Digitalis direito digital por Patrícia Peck

SOPA: essa discussão poderia ser melhor aproveitada

Publicada em 25/01/2012 9:11

Com a retirada de pauta, foi adiada a discussão no governo americano sobre o projeto de lei nomeado de SOPA (Stop Online Piracy Act – Pare com a pirataria on-line). A medida busca combater atividades desde a distribuição, publicação ou transmissão não autorizada de conteúdo protegido (copyrighted) na internet, passando pelo comércio de serviços ou produtos perigosos aos americanos, chegando até ameaças para a economia vindas de fora dos Estados Unidos. Outra medida nomeada de PIPA, possui o mesmo objetivo, entretanto não prevê multa e teve a sua votação adiada.

O SOPA prevê a responsabilização não somente dos sites que oferecem os serviços para hospedagem de conteúdo, mas também dos mecanismos de busca na internet, provedores de pagamento e sites de publicidade que estiverem envolvidos no meio de sites estrangeiros infratores.

Em razão da atratividade de obtenção de conteúdo, construiu-se um modelo de publicidade que está diretamente relacionado à visitação e audiência da disponibilização destes, que possibilita a monetização de blogs e páginas de redes sociais. Por exemplo, o Youtube, onde o internauta dono do perfil recebe remuneração de publicidade associada ao conteúdo que ele publica que gera audiência (vídeo, músicas, outros) em virtude de sua popularidade na rede.

A premissa da Web é a liberdade de expressão e a livre iniciativa, mas dentro das leis em vigor, e estas, na maioria dos países, proíbem aspectos como a falsa identidade; a distribuição de conteúdo não autorizado ou que não tenha caído em domínio público ou que não esteja sob a condição de “uso justo” (em que se divulga trecho que incentiva conhecer a obra completa); a pirataria, plágio e contrafação.

Para haver eficácia jurídica e coibição da prática dos crimes acima descritos, qualquer medida legal necessita envolver os provedores de acesso e provedores de páginas que permitem publicação de conteúdo por terceiros e empresas de hospedagem de sites. Caso contrário, uma lei ou uma ordem judicial não conseguirão atingir a eficácia plena nas medidas destinadas a reestabelecer a Ordem Jurídica no combate aos crimes na internet.

O Direito é reflexo do modelo sócio-econômico estabelecido.

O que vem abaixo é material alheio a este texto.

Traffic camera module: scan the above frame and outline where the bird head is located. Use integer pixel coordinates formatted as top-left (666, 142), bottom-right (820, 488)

Estamos querendo legislar antes de estabelecer um modelo compatível com a realidade, o que pode gerar riscos sociais e impactos econômicos. Deve ser repensado o modelo geral de proteção de propriedade intelectual e proteção de direito de imagem na web, para que o conteúdo que esteja na web e gere audiência possa também retornar investimento para seus legítimos titulares, independente de como é feita sua oferta, publicação, distribuição ou compartilhamento. Aquele que lucra com conteúdo de terceiro é que deve remunerar o mesmo. E a proposta é garantir o acesso pelo internautas e conscientizá-los da necessidade de cumprir com ética e legalidade no uso do serviço oferecido.

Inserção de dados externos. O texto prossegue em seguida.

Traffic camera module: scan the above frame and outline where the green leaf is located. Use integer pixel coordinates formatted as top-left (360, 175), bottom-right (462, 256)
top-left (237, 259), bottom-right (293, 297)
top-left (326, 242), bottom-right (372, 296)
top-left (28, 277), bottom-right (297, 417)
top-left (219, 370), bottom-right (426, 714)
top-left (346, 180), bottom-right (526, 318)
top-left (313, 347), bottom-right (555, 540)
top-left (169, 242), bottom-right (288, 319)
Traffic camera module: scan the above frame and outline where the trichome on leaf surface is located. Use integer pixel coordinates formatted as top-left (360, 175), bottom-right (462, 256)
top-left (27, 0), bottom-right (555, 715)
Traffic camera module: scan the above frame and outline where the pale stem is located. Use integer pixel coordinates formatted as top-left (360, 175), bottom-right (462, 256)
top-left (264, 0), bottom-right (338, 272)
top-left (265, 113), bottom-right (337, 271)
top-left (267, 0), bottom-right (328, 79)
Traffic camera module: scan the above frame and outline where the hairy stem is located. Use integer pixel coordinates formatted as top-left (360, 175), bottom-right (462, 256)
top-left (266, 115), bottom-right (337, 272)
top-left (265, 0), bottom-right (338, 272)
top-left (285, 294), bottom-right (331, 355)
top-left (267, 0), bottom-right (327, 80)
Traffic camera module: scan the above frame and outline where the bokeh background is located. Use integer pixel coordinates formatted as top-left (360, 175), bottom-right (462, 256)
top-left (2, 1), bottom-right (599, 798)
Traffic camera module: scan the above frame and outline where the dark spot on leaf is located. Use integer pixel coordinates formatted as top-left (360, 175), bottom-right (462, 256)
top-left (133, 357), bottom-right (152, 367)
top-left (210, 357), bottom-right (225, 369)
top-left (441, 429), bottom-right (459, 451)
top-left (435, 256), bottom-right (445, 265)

A ameaça de suspensão dos serviços é no mínimo antiética, pois afeta somente os usuários da internet (mesmo os que cumprem com as regras do jogo). Pode a empresa tirar do ar o seu próprio serviço, seja uma Google, um Facebook? Sim, pode. Inclusive isso está previsto nos termos de uso.

Mas essa ameaça de lockout provoca também uma reflexão dos internautas, visto que estão cada vez mais dependentes de empresas privadas que podem unilateralmente tirar o serviço do ar e comprometerem seu acervo de e-mails, documentos e relacionamento social, sem serem responsabilizadas pelo dano social que isso venha a causar.

Essa discussão poderia ser melhor aproveitada caso fossem ouvidos os setores da economia que abrangem as grandes indústrias de conteúdo e os grandes portais de internet, pois, as ameaças de lockout dos sites apenas gera insegurança na rede, como uma espécie de guerra fria, onde quem realmente perde são os internautas. O melhor caminho seja construção de um consenso, ainda que se recue um pouco nos interesses das gravadoras ou da chamada Netcoalition.

  • ProfessorRamalho

    Visão clara de uma pessoa que sabe o que é direito digital e mera politicagem. esses políticos não são dignos de interpretar e montar leis para internet, pois não vivem esta realidade.

  • ProfessorRamalho

    Visão clara de uma pessoa que sabe o que é direito digital e mera politicagem. esses políticos não são dignos de interpretar e montar leis para internet, pois não vivem esta realidade.